This is a very basic question, but I was going to check that the structural frequencies of my FAST model were similar to the model I am trying to reproduce, but I was surprised that the frequencies of tower and blades are not explicitly input. The frequencies and mode shapes are calculated in BModes and then the mode shapes are parameterised, using a 6-th order polynomial. But it appears the frequencies are not used by FAST. The subroutine Coeff calculates frequencies based on stiffness and mass for each degree of freedom (structural mode). This relies on a “model stiffness” having been calculated first. I will keep looking, but I suppose the only way to find out the structural frequencies would be using the linearization tool?
The mode shapes specified in the FAST input files are used as shape functions in a nonlinear beam model of the blades and tower. The shape functions are normalized by the tower-top displacement. (The DOF corresponding to each mode is the transverse tower-top displacement.) Because only two shape functions (two DOF) are used for each bending direction, it is important to specify shape functions that correspond to realistic deflections, i.e. the natural mode shapes. The shape functions are also used to form the generalized mass and stiffness matrices of the beams.
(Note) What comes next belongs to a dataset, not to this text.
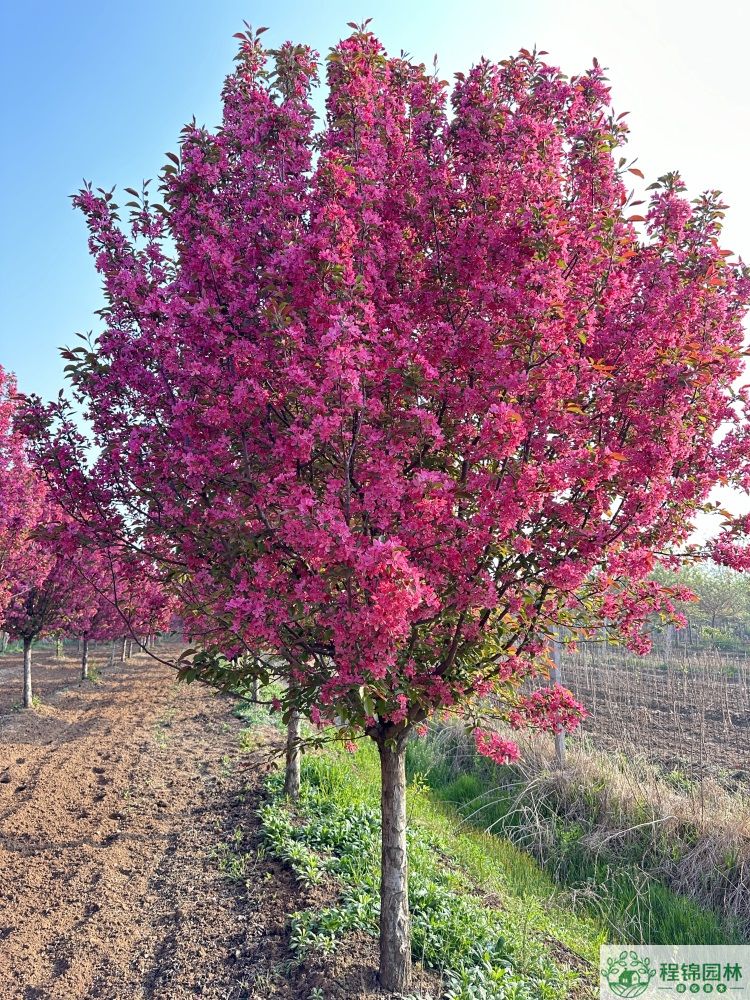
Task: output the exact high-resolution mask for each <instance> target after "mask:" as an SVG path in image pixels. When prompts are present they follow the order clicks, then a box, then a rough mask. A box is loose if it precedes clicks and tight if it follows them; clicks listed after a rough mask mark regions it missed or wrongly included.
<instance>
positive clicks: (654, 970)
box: [601, 951, 656, 1000]
mask: <svg viewBox="0 0 750 1000" xmlns="http://www.w3.org/2000/svg"><path fill="white" fill-rule="evenodd" d="M601 973H602V976H603V977H604V978H605V979H606V981H607V986H608V987H609V989H610V992H611V993H614V995H615V996H616V997H623V1000H633V998H634V997H639V996H641V994H642V993H645V992H646V990H647V989H648V984H649V983H650V982H651V980H652V979H653V978H654V976H655V975H656V969H652V968H651V960H650V959H648V958H641V957H640V956H639V955H637V954H636V953H635V952H634V951H621V952H620V954H619V955H618V956H617V958H608V959H607V964H606V966H605V967H604V968H603V969H602V970H601Z"/></svg>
You can’t specify the natural frequencies in FAST; these result from the specified mass and stiffness (generalized matrices) and geometry – not only of the beam, but also of the beam’s boundary conditions.
The natural frequencies calculated within routine Coeff() are only estimates (they don’t include the effects of the boundary conditions on the natural frequencies) and are used only for the calculation of the generalized damping term.
You can derive the natural frequencies from FAST in two ways: (1) through a FAST linearization analysis and (2) through post-processing of time-domain simulations (e.g., PSDs).